Mimicking How Humans Interpret Out-of-Context Sentences Through Controlled Toxicity Decoding

Maria Mihaela Trusca; Liesbeth Allein

Mimicking How Humans Interpret Out-of-Context Sentences Through Controlled Toxicity Decoding

Maria Mihaela Trusca, Liesbeth Allein

TL;DR

This paper aims to simulate how readers perceive content with varying toxicity levels by generating diverse interpretations of out-of-context sentences by improving alignment with human-written interpretations in both syntax and semantics while reducing model prediction uncertainty.

Abstract

Interpretations of a single sentence can vary, particularly when its context is lost.
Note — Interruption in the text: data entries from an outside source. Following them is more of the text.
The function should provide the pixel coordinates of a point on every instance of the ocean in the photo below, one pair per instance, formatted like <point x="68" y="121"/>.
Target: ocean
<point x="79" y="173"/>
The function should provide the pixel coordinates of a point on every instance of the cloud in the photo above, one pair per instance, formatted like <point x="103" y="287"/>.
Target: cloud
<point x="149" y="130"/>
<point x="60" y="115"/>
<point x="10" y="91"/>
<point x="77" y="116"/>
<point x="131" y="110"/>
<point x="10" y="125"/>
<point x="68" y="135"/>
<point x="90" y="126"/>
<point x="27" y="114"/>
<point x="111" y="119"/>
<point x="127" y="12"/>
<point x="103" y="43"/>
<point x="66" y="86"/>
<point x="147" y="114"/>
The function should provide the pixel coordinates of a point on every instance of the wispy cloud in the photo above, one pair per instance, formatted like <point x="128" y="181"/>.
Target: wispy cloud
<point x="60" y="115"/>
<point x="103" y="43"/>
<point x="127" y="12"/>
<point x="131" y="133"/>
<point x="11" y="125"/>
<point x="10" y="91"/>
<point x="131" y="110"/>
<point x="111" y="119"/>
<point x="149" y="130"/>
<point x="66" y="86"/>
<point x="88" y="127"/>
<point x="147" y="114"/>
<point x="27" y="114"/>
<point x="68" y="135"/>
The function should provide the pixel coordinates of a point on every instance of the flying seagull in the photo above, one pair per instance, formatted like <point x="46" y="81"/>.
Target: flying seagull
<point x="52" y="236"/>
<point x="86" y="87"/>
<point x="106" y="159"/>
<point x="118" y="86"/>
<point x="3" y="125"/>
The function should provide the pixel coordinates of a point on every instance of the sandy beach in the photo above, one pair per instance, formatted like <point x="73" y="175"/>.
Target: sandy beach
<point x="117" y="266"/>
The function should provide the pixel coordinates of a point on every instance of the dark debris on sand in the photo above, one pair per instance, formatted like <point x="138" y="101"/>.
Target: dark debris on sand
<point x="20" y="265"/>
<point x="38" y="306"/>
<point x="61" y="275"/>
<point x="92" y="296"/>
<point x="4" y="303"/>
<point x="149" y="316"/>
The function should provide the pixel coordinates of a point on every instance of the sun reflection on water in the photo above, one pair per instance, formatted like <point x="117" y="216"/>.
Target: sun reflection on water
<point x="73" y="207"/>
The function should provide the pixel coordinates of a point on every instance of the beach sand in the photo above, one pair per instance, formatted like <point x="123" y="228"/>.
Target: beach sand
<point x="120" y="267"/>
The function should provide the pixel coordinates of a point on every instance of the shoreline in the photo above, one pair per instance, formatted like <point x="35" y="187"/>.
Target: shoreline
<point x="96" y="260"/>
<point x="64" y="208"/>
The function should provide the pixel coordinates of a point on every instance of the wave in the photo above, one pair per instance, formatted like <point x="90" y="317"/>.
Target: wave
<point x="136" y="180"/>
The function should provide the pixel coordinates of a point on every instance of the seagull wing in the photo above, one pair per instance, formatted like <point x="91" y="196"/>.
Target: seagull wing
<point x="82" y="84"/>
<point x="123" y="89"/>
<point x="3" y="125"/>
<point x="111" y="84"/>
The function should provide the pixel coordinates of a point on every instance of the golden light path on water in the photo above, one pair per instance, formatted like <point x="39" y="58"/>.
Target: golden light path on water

This paper aims to simulate how readers perceive content with varying toxicity levels by generating diverse interpretations of out-of-context sentences. By modeling toxicity, we can anticipate misunderstandings and reveal hidden toxic meanings. Our proposed decoding strategy explicitly controls toxicity in the set of generated interpretations by (i) aligning interpretation toxicity with the input, (ii) relaxing toxicity constraints for more toxic input sentences, and (iii) promoting diversity in toxicity levels within the set of generated interpretations. Experimental results show that our method improves alignment with human-written interpretations in both syntax and semantics while reducing model prediction uncertainty.